There's a subtle twist in his chest, a wince that goes unnoticed by Aegis and company – a growl of amusement in the clockwork of his veins. There's this sensation that sprouts at his toes, spreads to his wobbling knees and shoots all the way up to his gut. It tells him that convenience store chocolates and disposable love aren't really the things he wants, informs him that he's just being a magnificent coward.

Ryoji doesn't quite understand himself anymore, doesn't really remember what he's fighting for. It might be for a young child in a jailcell dress and a missing front tooth – it might be for a girl that had pink lips and a complexion that blended with his bed sheets; someone who tasted like sugar and spice, everything bad.

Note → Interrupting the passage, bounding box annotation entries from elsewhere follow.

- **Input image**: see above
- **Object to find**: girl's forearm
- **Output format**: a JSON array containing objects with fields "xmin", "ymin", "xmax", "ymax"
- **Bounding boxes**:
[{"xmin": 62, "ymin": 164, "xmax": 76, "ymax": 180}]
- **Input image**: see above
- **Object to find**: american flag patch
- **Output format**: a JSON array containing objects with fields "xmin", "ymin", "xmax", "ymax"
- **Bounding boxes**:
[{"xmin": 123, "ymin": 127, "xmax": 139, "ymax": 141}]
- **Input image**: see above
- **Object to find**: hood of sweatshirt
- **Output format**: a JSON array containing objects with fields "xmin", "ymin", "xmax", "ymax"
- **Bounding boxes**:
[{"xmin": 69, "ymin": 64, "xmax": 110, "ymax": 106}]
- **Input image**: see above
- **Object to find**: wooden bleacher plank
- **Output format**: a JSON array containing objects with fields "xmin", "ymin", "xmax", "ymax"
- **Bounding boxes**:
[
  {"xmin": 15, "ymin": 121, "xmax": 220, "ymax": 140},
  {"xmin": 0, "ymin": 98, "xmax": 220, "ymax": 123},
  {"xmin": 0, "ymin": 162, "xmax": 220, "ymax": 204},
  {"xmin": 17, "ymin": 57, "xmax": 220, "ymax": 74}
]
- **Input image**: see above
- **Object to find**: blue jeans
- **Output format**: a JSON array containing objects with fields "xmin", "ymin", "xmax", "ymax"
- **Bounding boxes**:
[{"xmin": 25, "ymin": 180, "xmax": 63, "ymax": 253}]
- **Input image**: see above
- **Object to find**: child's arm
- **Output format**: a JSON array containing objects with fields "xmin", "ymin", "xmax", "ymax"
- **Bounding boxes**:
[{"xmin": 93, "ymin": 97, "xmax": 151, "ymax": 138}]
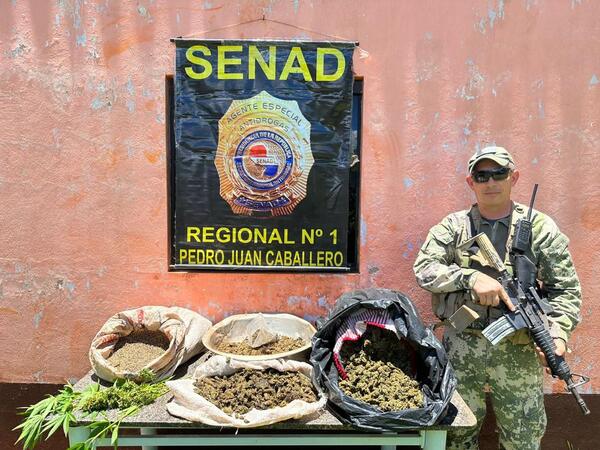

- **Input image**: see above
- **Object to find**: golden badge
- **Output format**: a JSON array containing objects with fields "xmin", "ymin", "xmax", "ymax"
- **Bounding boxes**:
[{"xmin": 215, "ymin": 91, "xmax": 314, "ymax": 216}]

Perhaps it's for love. The real reason is on the tip of his tongue.

In the end, as his feet clatter against the two-hundredth staircase – there's only one person on his mind, one haunting thought carved into his head.


She props the long, white mask onto her face and unfolds a pair of majestic black wings behind herself. "Come to me," he mouths along with her. And he finds one last smile to show the world, even on the doormat of Death.

Ryoji lifts the gun to his head.

Deep in his hollow chest, Thanatos roars.


final notes:
- Abreaction – a type of catharsis, reliving an experience in order to purge its emotional excesses; role reversal may sometimes aid in abreaction
- There was no female equivalent of Pharos I could find. Additionally, I wouldn't mirror the nameless girl to Pharos, because two of them have different reasons for existing (in my headcanon/fic-canon).
- The cherry tree represents 'new awakenings' and 'rebirth', and in Japan is it used to show metaphorically how life is short due to the short-lived beauty of cherries. Additionally, the blooming of cherries is also a sign of love, affection and good fortune.